New Jersey state health officials say they expect to begin vaccinations by the end of this month. The Centers for Disease Control suggests healthcare workers and nursing homes residents be given priority to the limited number of vaccine doses first available.

However, even as the vaccine many have hoped for becomes a reality, many New Jersey residents still have reservations. New Jersey's top doctors also have questions. A recent Rutgers/Eagleton poll found many residents are concerned about potential side effects, and barely half of respondents said they would definitely or probably get the shot. The Murphy administration set a goal of vaccinating 70% of the adult population. Poll results show the state would fall well short of that goal.

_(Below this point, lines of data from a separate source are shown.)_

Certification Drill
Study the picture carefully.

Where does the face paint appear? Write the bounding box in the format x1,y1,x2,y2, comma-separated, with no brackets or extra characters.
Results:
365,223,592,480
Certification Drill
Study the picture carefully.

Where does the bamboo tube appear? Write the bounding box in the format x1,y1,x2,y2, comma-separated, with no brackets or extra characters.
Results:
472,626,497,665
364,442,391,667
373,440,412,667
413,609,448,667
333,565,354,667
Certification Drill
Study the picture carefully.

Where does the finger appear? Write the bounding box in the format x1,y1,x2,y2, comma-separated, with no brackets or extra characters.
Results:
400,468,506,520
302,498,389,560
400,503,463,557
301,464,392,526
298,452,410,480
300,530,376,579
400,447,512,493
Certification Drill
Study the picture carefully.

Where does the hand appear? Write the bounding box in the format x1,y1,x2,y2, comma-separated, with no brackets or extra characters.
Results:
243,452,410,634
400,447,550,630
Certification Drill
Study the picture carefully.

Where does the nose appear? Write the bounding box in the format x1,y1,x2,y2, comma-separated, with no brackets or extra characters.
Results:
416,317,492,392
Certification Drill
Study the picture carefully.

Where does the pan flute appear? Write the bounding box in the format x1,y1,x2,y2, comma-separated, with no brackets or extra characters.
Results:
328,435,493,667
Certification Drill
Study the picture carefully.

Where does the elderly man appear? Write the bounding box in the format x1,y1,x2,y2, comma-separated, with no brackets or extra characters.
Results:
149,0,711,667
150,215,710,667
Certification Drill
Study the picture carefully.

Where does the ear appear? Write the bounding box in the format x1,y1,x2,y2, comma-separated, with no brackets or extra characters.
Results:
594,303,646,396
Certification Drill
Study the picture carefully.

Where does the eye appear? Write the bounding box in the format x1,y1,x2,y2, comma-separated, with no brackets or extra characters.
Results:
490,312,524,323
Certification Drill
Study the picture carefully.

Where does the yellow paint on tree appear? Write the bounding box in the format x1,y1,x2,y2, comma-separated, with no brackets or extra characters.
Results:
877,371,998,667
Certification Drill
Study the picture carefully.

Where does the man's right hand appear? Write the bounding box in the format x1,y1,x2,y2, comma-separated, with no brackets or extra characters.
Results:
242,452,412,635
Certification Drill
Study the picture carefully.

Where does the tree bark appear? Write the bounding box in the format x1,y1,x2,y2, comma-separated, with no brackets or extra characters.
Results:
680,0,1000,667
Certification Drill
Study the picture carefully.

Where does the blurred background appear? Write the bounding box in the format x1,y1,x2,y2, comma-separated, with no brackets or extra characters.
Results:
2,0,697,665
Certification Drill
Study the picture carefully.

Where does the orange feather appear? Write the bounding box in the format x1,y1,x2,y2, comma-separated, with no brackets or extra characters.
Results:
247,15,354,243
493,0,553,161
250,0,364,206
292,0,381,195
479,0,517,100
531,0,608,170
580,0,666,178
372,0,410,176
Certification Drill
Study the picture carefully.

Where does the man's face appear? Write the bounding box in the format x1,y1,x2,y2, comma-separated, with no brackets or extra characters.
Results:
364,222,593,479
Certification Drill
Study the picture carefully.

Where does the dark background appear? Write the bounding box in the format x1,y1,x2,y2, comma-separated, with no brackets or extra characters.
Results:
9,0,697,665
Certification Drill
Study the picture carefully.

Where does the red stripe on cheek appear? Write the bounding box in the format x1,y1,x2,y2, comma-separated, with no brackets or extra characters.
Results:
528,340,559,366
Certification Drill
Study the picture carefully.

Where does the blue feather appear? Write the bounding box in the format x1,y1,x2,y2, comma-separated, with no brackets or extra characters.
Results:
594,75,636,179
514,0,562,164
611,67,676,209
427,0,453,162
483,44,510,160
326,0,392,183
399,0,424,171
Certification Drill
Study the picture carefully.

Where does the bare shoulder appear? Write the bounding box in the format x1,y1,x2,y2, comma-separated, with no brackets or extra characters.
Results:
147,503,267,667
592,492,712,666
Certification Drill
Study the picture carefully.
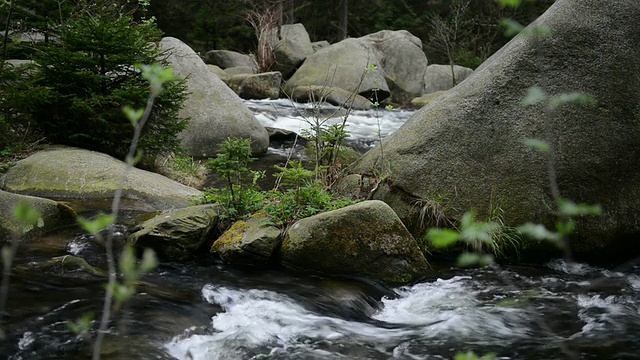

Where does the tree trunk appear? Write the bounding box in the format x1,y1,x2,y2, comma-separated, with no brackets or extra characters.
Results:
2,0,15,61
285,0,296,24
338,0,349,41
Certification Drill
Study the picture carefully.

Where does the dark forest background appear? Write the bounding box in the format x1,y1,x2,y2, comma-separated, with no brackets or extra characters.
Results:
0,0,554,67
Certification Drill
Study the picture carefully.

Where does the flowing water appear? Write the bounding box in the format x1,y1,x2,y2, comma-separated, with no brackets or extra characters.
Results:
0,102,640,360
5,233,640,360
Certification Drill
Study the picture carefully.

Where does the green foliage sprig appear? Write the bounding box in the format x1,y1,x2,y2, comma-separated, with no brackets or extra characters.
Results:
19,0,186,159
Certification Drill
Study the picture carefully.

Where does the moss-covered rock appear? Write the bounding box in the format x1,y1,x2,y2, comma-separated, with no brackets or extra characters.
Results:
411,91,444,108
280,200,428,285
160,37,269,158
227,71,282,99
211,212,282,265
285,38,390,101
128,205,218,260
0,147,200,210
0,190,76,238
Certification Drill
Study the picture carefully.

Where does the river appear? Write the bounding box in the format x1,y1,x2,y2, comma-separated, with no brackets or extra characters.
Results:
0,100,640,360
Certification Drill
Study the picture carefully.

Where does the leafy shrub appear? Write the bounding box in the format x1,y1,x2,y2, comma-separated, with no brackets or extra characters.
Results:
201,138,265,221
21,0,186,158
200,139,353,229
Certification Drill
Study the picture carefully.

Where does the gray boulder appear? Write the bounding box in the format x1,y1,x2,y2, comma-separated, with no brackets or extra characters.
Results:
128,205,218,260
160,37,269,158
290,85,373,110
223,66,257,76
423,64,473,94
207,65,231,84
353,0,640,256
203,50,258,72
360,30,428,104
311,40,331,52
0,190,76,239
229,71,282,99
0,147,200,210
411,90,444,108
273,24,314,78
211,216,282,265
280,201,428,285
285,38,389,101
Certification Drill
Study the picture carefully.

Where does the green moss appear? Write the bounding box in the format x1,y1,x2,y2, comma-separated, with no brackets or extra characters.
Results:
210,220,249,254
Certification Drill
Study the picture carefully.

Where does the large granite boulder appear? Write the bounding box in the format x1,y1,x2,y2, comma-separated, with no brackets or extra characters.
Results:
0,147,200,210
353,0,640,256
211,213,282,265
273,24,314,79
0,190,75,239
203,50,258,72
360,30,428,104
423,64,473,94
285,38,390,101
128,205,218,261
207,65,231,84
160,37,269,158
280,200,428,285
228,71,282,99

State health officials also urged caution. Dr. Ed Lifshitz, the director of communicable disease services for the state Department of Health, said its way too early to assume the vaccine will turn out to be the breakthrough everyone is hoping for.

Gov. Phil Murphy, while saying there was "light at the end of the tunnel" with the arrival of a vaccine, continues to press for the same mask-wearing and socially distant policies he has espoused from the start. In the midst of a second wave of coronavirus infections, Murphy has continued to tighten restrictions on gatherings, sports and travel. Some local mayors have advocated even tighter restrictions. Newark Mayor Ras Baraka has threatened to withhold recovery money from any business that does not heed his request to shut down for 10 days following Thanksgiving. He continues to urge residents to shelter in place.

It also remains unclear how quickly New Jersey could recover even if there are widespread vaccinations. State lawmakers expressed hope we could see some form of normalcy by next summer, and have begun debating how best to help businesses get back on their feet. As many as 30% of all businesses may fail. For restaurants, that number could be 60%. A survey by the NJBIA shows most business owners expect continued financial shortfalls in 2021, and that will translate to fewer workers perks and wage increases in the New Year.

Some of the most critical work in this recovery effort may be happening at Rutgers University, where researchers are trying to develop new therapies for those infected with coronavirus. They are seeking volunteers to study if a three drug cocktail could prevent the newly infected from developing severe symptoms. To date, no reliable therapies have been developed to treat COVID.

Most medical experts agree a return to normalcy will not be possible until BOTH a safe, reliable vaccine is developed and readily available and we have proven treatments that can prevent those who still get COVID-19 from becoming seriously ill.